Figure 1. Neutrophils secrete a soluble anti-inflammatory factor.

(a+b) HMDM were stimulated with either LPS or CD40L/IFN-γ (CI) along with added apoptotic neutrophils (LPSN or CIN) for 18 hours, prior to harvesting culture supernatants for assay of TNF-α by ELISA. In triplicate wells anti-TGFβ was added to assess the role of TGFβ in mediating the immunosuppressive effect of apoptotic neutrophils [LPSN(anti-TGFβ) or CIN(anti-TGFβ)]. In addition apoptotic neutrophils were separated from activated HMDM by a transwell [LPS(N) or CI(N)] for the duration of the culture period. Macrophages alone (M) or unstimulated macrophages cultured with apoptotic neutrophils (MN) did not secrete TNF-α.
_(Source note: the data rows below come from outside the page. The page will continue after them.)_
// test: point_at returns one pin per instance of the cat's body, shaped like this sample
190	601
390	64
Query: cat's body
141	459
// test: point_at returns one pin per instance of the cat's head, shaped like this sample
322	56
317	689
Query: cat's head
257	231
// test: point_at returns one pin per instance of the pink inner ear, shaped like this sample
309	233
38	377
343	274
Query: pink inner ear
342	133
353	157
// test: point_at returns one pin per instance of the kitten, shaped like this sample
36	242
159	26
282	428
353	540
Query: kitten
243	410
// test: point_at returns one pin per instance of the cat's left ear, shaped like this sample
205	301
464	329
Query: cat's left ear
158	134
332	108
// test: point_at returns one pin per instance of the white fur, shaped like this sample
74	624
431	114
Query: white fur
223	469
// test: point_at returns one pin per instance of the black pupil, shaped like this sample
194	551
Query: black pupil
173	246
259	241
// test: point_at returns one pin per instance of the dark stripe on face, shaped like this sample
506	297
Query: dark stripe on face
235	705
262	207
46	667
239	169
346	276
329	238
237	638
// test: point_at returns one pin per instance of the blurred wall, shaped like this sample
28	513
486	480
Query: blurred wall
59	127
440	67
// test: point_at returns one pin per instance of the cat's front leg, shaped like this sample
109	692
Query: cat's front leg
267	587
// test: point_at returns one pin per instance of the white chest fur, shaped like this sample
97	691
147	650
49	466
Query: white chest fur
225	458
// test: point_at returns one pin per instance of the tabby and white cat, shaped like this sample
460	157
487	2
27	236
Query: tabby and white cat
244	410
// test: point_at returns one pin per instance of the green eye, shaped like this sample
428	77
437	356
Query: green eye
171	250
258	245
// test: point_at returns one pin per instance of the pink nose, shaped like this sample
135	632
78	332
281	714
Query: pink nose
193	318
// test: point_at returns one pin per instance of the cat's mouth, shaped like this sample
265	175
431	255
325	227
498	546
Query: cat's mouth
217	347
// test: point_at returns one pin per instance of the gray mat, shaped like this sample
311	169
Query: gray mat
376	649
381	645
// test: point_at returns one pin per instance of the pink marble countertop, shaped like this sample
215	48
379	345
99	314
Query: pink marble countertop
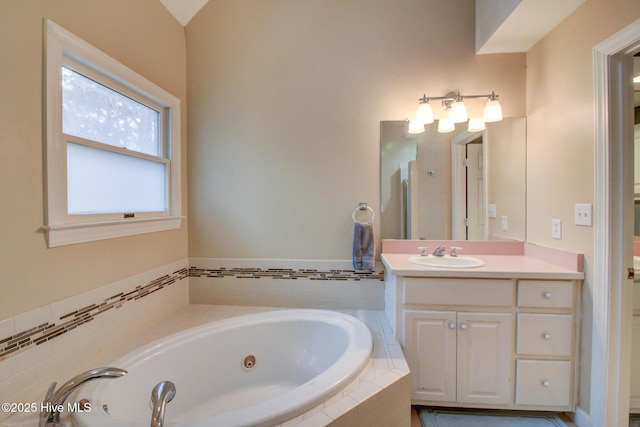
496	266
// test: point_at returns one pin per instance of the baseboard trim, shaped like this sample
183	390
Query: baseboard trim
582	418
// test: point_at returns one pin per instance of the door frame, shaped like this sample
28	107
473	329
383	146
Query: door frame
458	182
613	251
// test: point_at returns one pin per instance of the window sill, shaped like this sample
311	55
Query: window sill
69	234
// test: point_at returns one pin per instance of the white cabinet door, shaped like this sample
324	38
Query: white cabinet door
485	362
460	357
430	349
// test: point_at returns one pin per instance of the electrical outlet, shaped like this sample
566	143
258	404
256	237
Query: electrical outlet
583	214
556	228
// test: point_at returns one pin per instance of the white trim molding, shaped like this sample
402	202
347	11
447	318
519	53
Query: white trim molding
611	334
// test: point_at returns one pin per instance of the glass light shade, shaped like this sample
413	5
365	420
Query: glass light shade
445	125
458	112
424	113
492	111
415	126
476	124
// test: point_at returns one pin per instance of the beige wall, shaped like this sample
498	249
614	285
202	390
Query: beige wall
286	99
560	139
145	37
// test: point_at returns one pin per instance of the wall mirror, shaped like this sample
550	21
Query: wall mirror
457	185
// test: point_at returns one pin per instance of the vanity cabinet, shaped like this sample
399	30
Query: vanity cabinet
460	356
506	343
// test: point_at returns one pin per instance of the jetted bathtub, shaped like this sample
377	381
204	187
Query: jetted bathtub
254	370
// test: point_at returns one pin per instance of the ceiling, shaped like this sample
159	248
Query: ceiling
514	25
184	10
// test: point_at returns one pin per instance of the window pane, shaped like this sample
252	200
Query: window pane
101	181
95	112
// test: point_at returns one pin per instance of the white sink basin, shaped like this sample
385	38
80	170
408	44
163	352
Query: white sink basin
446	261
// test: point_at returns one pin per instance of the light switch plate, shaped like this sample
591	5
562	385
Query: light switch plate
583	214
492	210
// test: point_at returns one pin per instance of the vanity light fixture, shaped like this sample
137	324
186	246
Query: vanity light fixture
476	124
457	113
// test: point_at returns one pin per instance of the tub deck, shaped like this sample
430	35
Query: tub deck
379	396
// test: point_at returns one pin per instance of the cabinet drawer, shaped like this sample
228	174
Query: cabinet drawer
545	334
543	383
545	293
477	292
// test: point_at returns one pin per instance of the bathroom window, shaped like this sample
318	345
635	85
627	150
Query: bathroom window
112	146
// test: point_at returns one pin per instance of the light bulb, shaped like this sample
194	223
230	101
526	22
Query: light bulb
445	125
476	124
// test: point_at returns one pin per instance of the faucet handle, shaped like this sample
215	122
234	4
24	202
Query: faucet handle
49	394
454	250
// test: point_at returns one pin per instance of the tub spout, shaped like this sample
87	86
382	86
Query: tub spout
162	394
54	399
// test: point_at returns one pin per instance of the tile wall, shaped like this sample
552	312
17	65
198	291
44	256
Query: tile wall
65	338
61	340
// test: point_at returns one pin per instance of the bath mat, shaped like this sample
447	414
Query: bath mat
430	417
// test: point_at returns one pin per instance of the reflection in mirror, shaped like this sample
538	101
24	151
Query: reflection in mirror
636	144
429	191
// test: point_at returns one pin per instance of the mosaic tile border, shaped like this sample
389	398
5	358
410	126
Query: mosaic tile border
44	332
286	273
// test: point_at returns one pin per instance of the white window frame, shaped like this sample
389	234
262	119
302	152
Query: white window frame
62	47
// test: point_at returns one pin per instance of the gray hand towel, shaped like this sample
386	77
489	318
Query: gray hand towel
363	246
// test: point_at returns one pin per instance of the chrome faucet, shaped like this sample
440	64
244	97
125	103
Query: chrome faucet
162	394
439	251
54	400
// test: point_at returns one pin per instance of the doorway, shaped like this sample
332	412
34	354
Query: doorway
612	288
468	187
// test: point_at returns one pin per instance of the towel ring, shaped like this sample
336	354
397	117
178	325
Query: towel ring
363	207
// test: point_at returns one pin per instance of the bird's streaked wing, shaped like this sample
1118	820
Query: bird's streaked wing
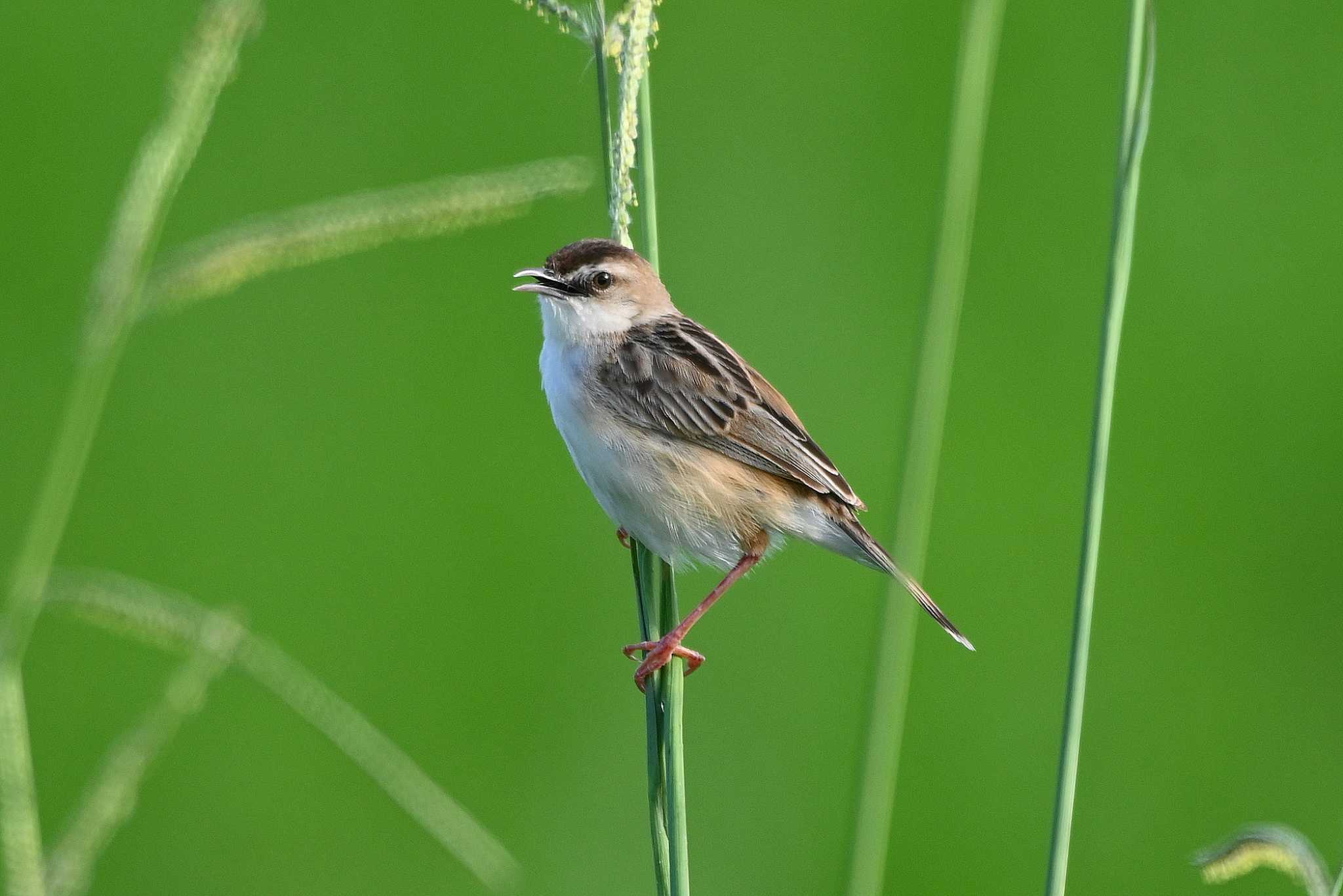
676	378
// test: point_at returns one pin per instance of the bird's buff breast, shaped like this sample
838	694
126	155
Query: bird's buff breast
658	490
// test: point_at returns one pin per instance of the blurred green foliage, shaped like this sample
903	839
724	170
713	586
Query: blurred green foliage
359	457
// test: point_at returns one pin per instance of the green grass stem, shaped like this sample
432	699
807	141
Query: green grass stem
23	865
670	691
628	152
1136	111
917	484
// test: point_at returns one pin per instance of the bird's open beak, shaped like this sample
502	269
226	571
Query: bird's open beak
547	284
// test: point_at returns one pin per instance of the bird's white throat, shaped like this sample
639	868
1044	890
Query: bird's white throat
580	322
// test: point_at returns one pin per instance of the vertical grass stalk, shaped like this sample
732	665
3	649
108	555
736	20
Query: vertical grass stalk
628	148
917	484
1136	109
672	677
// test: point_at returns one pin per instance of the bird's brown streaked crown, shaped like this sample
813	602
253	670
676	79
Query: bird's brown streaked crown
590	252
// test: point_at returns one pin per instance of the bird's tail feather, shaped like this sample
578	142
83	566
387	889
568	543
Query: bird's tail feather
877	556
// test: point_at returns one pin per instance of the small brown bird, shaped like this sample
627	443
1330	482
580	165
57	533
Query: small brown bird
684	445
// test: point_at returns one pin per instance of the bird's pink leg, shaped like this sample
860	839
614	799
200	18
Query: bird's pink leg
660	652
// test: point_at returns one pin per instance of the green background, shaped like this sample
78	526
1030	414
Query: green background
359	454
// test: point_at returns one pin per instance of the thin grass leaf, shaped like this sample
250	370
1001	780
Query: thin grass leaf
159	170
1138	101
1276	847
567	19
23	865
167	618
359	222
112	797
917	484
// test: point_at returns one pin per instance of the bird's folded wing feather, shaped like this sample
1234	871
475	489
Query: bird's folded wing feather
676	378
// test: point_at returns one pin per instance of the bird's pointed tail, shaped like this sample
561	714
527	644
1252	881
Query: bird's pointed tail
876	556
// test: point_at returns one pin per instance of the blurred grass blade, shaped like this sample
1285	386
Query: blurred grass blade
670	686
359	222
1138	97
1275	847
161	165
917	484
567	19
171	619
23	867
110	800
(c+d) Neutrophils were cultured for up to 24 hours, harvested at set timepoints and ultracentrifuged to remove cell membranes and apoptotic bodies. This neutrophil conditioned medium (NCM) was added (as 25% final vol) to LPS or CD40L/IFN-γ (CI) stimulated macrophages. After 18 hours of culture HMDM culture supernatants were harvested and assayed for TNF-α by ELISA.

Representative of 10 experiments performed with different human donors. Error bars represent SEM and significance of *** p ≤0.0002, ** p ≤0.002, * p ≤0.02.